Dure marteling - Terdege

Dure marteling

Arien-TERD-_DSF1381_edited (1)

Vroeger, toen ik klein was en best lief, was mijn gebit mijn belangrijkste inkomstenbron. Losgekomen wiebeltanden legde ik voor het slapengaan op het orgel. De volgende dag was het melktandje verdwenen en was er op mysterieuze wijze 50 cent voor in de plaats gekomen.

De euro’s die ik door de jaren heen bij elkaar spaarde, waren na mijn 18e verjaardag bij het eerste controlebezoekje aan de tandarts al op. Ik staarde tien minuten met open mond naar het plafond. De man in de witte jas had, onderwijl gebarend naar de vrouw in de witte jas, gemopperd dat ik toch écht beter mijn tanden moest poetsen. Raadde het gebruik van een elektrische tandenborstel aan. Enkele jaren na de investering bleek toch een door spierkracht aangedreven schrobber beter te zijn.

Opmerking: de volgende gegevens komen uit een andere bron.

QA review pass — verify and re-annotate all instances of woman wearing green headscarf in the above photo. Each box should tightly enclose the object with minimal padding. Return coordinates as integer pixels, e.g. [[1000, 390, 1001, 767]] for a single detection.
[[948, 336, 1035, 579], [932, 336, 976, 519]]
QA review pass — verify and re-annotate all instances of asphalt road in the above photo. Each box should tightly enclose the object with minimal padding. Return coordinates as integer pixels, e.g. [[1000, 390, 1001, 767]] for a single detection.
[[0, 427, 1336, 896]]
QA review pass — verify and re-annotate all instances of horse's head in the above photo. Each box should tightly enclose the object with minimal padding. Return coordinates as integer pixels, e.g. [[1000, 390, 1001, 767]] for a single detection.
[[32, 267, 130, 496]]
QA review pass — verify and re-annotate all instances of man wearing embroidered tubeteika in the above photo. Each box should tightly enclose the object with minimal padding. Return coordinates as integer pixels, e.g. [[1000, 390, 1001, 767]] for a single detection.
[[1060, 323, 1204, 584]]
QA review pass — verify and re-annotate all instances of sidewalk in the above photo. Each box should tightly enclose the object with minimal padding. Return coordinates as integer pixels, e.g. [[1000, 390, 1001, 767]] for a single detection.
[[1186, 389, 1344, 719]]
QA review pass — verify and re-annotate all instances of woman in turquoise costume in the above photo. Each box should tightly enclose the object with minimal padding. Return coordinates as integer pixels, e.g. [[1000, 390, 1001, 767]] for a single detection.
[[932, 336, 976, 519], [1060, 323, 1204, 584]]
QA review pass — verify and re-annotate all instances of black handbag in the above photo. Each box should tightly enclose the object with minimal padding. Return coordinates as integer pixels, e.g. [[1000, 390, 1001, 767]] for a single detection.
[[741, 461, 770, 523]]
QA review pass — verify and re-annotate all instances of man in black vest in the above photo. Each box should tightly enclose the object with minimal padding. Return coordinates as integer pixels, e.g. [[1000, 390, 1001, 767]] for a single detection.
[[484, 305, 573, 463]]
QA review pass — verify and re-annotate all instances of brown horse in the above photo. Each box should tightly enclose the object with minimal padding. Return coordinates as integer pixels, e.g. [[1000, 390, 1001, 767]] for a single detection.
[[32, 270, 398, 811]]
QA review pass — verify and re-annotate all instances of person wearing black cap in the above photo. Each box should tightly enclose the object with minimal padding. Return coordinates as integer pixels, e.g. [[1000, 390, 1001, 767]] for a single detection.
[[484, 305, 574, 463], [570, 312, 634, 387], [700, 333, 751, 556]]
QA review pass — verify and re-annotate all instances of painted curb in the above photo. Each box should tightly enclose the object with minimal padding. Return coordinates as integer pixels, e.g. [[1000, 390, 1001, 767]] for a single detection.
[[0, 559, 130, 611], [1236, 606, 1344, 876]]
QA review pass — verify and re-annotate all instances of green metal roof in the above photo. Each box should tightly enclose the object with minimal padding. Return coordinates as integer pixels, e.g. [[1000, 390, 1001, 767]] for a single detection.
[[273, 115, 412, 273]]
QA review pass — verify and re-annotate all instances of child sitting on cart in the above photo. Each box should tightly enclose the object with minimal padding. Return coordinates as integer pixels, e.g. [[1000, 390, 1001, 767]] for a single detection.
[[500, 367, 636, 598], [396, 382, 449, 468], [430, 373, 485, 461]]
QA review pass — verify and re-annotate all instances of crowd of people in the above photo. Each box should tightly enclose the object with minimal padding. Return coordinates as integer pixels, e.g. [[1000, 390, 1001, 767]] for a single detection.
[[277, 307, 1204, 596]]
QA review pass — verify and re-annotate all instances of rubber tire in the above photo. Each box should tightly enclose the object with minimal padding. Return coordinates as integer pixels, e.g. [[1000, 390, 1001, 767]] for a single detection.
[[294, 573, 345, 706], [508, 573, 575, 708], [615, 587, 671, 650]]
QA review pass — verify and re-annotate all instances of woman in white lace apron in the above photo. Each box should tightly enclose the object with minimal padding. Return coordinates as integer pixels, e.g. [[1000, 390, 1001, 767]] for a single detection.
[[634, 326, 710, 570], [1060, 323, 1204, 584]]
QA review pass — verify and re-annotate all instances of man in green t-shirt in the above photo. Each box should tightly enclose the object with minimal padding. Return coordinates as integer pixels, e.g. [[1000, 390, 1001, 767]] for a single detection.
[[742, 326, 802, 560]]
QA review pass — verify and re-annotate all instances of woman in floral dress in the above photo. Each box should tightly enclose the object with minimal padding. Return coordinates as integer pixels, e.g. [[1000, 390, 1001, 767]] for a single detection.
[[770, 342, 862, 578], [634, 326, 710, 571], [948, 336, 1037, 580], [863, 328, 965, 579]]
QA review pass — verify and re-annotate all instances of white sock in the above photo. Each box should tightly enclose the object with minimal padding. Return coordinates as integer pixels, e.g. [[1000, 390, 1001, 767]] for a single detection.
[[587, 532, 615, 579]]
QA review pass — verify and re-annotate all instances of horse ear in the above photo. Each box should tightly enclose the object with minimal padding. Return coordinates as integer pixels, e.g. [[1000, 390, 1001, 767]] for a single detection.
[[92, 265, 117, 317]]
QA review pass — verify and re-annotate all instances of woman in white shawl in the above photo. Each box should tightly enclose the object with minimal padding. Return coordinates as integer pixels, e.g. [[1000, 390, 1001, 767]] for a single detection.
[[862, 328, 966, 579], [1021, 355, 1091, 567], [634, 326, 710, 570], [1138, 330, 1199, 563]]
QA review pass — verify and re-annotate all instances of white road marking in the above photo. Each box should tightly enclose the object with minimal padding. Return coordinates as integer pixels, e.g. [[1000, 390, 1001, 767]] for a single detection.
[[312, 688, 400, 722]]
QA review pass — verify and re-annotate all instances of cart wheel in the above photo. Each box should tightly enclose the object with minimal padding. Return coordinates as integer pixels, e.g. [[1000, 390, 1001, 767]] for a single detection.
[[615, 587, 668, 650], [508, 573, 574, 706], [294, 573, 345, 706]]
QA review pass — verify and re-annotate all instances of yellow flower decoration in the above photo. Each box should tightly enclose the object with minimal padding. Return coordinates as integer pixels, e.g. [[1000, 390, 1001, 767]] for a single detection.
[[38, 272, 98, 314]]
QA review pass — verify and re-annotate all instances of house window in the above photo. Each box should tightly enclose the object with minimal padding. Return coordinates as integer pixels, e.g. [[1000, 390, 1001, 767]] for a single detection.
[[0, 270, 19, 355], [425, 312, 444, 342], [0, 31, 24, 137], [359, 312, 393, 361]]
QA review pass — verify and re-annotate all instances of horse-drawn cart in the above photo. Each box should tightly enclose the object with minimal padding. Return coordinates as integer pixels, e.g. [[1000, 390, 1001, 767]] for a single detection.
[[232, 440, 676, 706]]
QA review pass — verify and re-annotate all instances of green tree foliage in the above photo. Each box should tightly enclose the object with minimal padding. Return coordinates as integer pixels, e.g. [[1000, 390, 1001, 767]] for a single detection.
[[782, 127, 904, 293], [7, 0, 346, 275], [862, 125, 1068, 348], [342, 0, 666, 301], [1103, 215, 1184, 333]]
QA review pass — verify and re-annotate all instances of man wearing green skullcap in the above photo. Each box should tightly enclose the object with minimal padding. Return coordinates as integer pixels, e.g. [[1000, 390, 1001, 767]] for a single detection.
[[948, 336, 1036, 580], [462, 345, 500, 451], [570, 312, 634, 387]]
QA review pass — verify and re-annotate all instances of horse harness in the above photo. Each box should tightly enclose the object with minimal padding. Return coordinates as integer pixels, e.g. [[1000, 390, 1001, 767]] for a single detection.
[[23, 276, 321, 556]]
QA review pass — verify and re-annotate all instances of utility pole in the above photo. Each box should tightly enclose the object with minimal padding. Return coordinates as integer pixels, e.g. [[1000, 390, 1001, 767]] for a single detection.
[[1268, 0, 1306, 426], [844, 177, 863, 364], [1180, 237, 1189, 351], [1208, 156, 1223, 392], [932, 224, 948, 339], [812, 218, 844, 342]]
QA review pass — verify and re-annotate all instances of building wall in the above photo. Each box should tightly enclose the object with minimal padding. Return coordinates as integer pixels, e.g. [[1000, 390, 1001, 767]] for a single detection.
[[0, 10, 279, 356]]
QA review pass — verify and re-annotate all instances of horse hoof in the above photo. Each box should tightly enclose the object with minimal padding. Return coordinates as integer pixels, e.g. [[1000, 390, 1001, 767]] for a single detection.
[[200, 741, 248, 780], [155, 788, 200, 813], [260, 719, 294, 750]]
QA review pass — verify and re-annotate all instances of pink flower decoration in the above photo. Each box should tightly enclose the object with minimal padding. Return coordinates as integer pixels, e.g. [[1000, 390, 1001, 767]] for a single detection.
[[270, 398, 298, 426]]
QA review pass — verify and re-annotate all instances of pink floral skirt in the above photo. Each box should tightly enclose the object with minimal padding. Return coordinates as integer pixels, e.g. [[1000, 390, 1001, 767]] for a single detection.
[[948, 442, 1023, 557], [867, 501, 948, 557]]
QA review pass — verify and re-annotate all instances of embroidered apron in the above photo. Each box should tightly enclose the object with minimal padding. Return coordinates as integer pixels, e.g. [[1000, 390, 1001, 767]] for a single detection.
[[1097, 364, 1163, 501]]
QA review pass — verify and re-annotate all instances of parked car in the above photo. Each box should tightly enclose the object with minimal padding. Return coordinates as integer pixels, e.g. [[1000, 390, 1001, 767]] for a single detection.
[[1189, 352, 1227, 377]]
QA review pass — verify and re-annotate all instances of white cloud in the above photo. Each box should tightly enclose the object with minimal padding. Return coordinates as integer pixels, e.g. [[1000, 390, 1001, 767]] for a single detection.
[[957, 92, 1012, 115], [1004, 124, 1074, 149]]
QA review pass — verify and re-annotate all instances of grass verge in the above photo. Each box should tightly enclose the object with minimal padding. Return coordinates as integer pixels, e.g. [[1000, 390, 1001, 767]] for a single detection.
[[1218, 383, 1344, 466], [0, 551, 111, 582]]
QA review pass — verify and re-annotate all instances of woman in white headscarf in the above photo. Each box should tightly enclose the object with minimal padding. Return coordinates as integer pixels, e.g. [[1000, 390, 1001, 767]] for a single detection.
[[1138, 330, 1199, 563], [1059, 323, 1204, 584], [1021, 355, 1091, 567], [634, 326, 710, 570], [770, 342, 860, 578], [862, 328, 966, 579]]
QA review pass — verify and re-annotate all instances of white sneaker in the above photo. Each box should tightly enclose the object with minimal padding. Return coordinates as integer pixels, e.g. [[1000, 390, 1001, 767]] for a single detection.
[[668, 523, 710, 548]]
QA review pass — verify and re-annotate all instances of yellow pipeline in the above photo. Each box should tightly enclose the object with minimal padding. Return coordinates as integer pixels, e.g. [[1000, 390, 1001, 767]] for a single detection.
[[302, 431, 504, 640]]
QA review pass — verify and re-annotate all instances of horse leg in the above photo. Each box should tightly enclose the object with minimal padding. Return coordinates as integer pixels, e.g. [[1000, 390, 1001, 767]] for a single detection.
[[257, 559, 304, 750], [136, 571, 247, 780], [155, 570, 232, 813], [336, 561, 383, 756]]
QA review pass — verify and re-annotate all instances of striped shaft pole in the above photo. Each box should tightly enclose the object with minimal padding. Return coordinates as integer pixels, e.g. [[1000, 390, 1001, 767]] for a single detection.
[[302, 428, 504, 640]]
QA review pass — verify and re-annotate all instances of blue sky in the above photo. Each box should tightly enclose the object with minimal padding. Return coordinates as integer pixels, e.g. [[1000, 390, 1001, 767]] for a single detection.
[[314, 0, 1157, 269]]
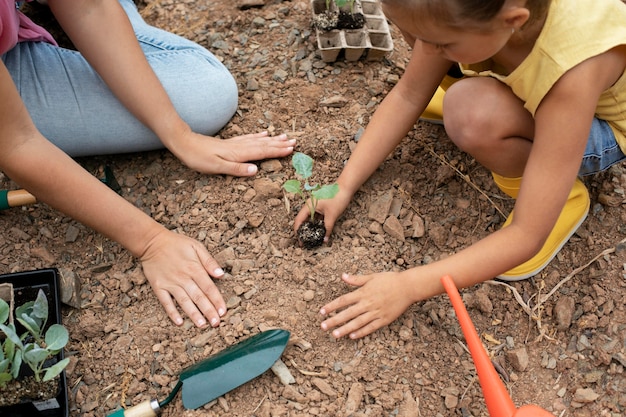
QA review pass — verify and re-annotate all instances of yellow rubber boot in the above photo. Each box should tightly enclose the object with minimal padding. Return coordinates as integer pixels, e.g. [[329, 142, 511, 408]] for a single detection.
[[420, 75, 460, 124], [492, 173, 590, 281]]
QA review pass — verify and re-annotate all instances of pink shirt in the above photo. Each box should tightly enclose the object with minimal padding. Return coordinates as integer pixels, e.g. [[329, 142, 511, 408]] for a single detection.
[[0, 0, 56, 55]]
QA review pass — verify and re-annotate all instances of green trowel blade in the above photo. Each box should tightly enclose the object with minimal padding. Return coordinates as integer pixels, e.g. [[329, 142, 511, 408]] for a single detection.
[[180, 329, 289, 410]]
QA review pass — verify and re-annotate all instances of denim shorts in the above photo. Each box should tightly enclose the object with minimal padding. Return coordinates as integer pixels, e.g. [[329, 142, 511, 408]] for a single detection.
[[578, 118, 626, 176]]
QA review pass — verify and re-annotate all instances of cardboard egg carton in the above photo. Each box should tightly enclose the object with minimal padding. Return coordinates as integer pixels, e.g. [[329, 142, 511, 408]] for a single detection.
[[311, 0, 393, 62]]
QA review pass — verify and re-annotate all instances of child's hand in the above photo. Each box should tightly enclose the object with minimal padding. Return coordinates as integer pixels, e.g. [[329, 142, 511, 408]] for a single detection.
[[167, 131, 296, 177], [141, 230, 226, 327], [293, 185, 352, 242], [320, 272, 412, 339]]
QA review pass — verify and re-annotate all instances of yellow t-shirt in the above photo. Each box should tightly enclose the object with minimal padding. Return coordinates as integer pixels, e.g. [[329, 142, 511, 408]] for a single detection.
[[461, 0, 626, 153]]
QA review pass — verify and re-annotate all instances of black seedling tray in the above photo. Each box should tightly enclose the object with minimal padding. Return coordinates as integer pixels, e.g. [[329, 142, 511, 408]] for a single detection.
[[0, 268, 69, 417]]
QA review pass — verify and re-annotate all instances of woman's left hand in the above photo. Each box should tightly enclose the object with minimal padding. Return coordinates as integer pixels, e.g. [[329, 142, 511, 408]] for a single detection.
[[140, 229, 226, 327], [168, 131, 296, 177]]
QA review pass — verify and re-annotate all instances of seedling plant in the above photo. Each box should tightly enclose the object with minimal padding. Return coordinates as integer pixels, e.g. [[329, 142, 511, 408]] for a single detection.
[[313, 0, 365, 31], [283, 152, 339, 249], [0, 289, 69, 388]]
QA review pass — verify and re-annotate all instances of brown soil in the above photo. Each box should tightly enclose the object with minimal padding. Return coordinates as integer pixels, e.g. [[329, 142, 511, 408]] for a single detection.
[[0, 0, 626, 417]]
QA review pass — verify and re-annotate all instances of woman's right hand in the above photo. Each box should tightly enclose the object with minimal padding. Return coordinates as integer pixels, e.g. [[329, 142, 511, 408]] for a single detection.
[[293, 186, 352, 242]]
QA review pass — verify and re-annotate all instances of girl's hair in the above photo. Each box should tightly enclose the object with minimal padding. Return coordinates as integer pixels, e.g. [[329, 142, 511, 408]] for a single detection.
[[381, 0, 551, 29]]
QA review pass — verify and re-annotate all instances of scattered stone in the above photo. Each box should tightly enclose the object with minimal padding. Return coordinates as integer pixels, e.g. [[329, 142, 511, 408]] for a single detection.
[[59, 268, 81, 308], [65, 224, 80, 243], [441, 387, 461, 410], [252, 178, 283, 200], [554, 295, 576, 331], [367, 191, 393, 224], [506, 347, 530, 372], [239, 0, 265, 10], [397, 391, 420, 417], [320, 96, 349, 108], [411, 215, 426, 238], [311, 378, 337, 398], [344, 382, 364, 417], [271, 359, 296, 385], [572, 388, 600, 404], [383, 216, 404, 242], [189, 331, 213, 348]]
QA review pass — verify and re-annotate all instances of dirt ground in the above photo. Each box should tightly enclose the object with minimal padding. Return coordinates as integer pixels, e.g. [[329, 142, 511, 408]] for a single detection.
[[0, 0, 626, 417]]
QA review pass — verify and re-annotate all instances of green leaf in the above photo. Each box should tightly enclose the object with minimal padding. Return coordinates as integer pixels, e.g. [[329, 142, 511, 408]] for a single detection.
[[46, 324, 69, 351], [304, 181, 320, 191], [43, 358, 70, 382], [15, 310, 41, 339], [0, 298, 11, 323], [24, 346, 50, 370], [11, 350, 22, 379], [283, 180, 302, 194], [0, 359, 11, 374], [0, 324, 23, 348], [0, 372, 13, 387], [311, 183, 339, 200], [291, 152, 313, 179]]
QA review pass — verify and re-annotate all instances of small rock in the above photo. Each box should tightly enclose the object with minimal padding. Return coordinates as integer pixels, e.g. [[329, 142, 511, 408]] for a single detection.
[[320, 96, 349, 108], [311, 378, 337, 398], [65, 224, 80, 243], [554, 295, 576, 330], [252, 178, 282, 200], [261, 159, 283, 172], [506, 347, 530, 372], [411, 215, 426, 238], [441, 387, 460, 410], [189, 332, 213, 348], [383, 216, 404, 242], [271, 359, 296, 385], [397, 391, 420, 417], [344, 382, 364, 417], [59, 268, 81, 308], [572, 388, 600, 404], [30, 247, 56, 264], [367, 191, 390, 224], [226, 296, 241, 310]]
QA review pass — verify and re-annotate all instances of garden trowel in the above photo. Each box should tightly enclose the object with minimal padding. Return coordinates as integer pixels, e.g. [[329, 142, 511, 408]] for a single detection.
[[108, 329, 289, 417], [441, 275, 554, 417]]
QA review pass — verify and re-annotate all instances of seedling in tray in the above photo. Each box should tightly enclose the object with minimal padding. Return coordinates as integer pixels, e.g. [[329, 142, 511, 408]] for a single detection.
[[0, 290, 69, 388], [283, 152, 339, 249]]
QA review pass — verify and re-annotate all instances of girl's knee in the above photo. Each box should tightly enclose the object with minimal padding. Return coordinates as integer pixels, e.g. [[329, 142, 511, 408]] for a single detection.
[[177, 64, 239, 135], [443, 82, 493, 151]]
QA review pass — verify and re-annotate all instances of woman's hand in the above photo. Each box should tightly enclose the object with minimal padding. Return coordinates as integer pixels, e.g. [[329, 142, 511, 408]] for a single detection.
[[140, 229, 226, 327], [164, 130, 296, 177], [320, 272, 413, 339]]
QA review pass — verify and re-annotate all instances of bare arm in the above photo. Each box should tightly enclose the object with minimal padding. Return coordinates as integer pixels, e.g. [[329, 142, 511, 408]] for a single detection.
[[321, 48, 626, 338], [294, 48, 452, 234], [0, 63, 226, 326]]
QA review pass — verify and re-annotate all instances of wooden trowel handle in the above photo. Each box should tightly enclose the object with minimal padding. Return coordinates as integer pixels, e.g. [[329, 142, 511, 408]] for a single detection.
[[108, 400, 161, 417]]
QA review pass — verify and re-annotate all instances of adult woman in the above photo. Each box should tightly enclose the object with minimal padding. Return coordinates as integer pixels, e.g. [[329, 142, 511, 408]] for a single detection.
[[0, 0, 295, 326]]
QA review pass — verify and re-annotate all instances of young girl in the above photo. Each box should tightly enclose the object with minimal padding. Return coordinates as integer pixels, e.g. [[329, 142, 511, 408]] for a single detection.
[[295, 0, 626, 338], [0, 0, 294, 326]]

Ook deze gure herfst was het weer tijd voor mijn halfjaarlijkse controle, die ik uit budgettair oogpunt niet iedere zes maanden laat plaatsvinden.

„Gebruik je floss en tandenstokers?” vraagt een allervriendelijkste tandarts glimlachend. Klaarblijkelijk is hij mijn vorige bezoekje, waarin ik hem duidelijk maakte geen prijs te stellen op tandenstokerpreken of flosscursussen, vergeten. „Ik poets iedere dag, tandarts”, reageer ik gedwee.

Dan het vertrouwde ritueel. Mond open, de lippen droog, nauwelijks kunnen slikken. Een vinger of zeven, acht, in het kauwgedeelte van mijn edele hoofd. De man in de witte jas mompelt naar de vrouw met de titel tandartsassistente een onverstaanbaar taaltje. In letters, cijfers en Latijn vertelt hij wat-ie ziet. En ik ben bijna blij dat mijn zorgverzekeraar hem daar goed voor beloont.

„Poets je je tandvlees ook?” wil hij dan weten. Ik weet wat hierna volgt.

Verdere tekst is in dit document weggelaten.